SAINT JOHN OF LAS VEGAS: 3 STARS
“Saint John of Las Vegas” is the sort of movie that exists solely to give quirky actors like Steve Buscemi a chance to strut his stuff as the lead actor, rather than playing second fiddle to more traditionally handsome actors in studio pictures. It’s the story of a man whose life didn’t turn out the way he planned and Busicemi, with his cartoony hang dog expression was born to play him.
Buscemi is John, a compulsive gambler whose luck left before his habit did. Fleeing Las Vegas he drove until he ran out of gas, landing in Albuquerque, New Mexico. Leaving the high life behind he finds work as a desk-bound insurance claims adjuster. When he asks his boss (Peter Dinklage) for a raise he is instead told to accompany Virgil, a hardnosed fraud investigator (Romany Malco) back to Vegas. Leaving behind his new love (and the boss’s ex-girlfriend), Jill (Sarah Silverman), John and Virgil they set out, encountering a surreal collection of people, including wheelchair bound lap dancer, a skittish park ranger, a human fireball sideshow performer and a mysterious man named Lou Cypher.
“Saint John of Las Vegas” isn’t exactly laugh-out-loud but it will raise a smile or two. Buscemi takes a thinly drawn character—we never really know much about him other than he has strange dreams and was once a high roller in Vegas—gives him pathos and makes him likeable and watchable, but it would have been nice to know a bit more of his back story.
Buscemi is at the center of virtually every scene of the film which is a good thing when he’s sharing the screen with Silverman or Dinklage—those scenes have some real spark to them—but not always great when he’s opposite Malco.

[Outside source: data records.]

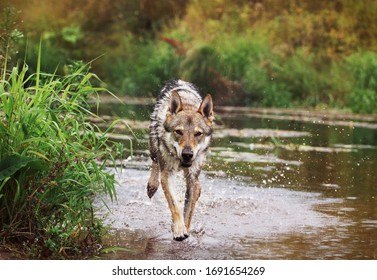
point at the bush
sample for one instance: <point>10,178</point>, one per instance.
<point>140,68</point>
<point>363,74</point>
<point>49,163</point>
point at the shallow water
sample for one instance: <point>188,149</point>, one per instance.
<point>278,184</point>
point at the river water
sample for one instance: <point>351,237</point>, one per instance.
<point>278,184</point>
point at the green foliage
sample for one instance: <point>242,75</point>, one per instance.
<point>138,68</point>
<point>51,162</point>
<point>363,94</point>
<point>259,53</point>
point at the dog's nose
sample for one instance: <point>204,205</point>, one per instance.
<point>187,154</point>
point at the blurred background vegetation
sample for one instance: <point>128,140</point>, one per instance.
<point>282,53</point>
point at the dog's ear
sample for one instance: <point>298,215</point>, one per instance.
<point>206,108</point>
<point>175,103</point>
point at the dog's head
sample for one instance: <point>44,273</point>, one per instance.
<point>190,129</point>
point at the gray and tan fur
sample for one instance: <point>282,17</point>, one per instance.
<point>179,139</point>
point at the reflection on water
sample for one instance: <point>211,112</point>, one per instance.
<point>277,185</point>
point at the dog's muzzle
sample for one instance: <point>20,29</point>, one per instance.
<point>187,155</point>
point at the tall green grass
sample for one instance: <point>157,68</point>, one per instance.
<point>52,163</point>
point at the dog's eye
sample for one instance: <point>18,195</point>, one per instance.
<point>198,133</point>
<point>178,132</point>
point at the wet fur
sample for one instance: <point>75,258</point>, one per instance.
<point>180,135</point>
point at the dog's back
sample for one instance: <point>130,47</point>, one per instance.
<point>179,138</point>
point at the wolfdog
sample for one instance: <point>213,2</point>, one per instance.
<point>180,133</point>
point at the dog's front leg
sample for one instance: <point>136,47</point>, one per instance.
<point>192,195</point>
<point>179,228</point>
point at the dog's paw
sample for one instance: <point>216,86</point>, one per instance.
<point>179,232</point>
<point>151,190</point>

Romany Malco is a talented actor—his credits include “The 40 Year Old Virgin”, “Weeds” and the title role in “Too Legit: The MC Hammer Story”, and anyone who could survive that and go on to have a career must have something going for him—but here he seems to be trying to out quirk Buscemi, which is a fool’s game. In some scenes, as when he beats up a stuffed happy face pillow at a fair ground, he seems to be performing simply to be noticed. His strange posturing in these scenes doesn’t add anything to his character or the movie and he would have been better served paying attention to how Buscemi can own the screen without resorting to cheap attention getting tricks.
“Saint John of Las Vegas” is a slight movie, both in running time—it clocks in around 75 minutes—and in content. Buscemi, Silverman (as the “happy face” loving girlfriend) and Dinklage keep things interesting but this may be more of a rental than a night out.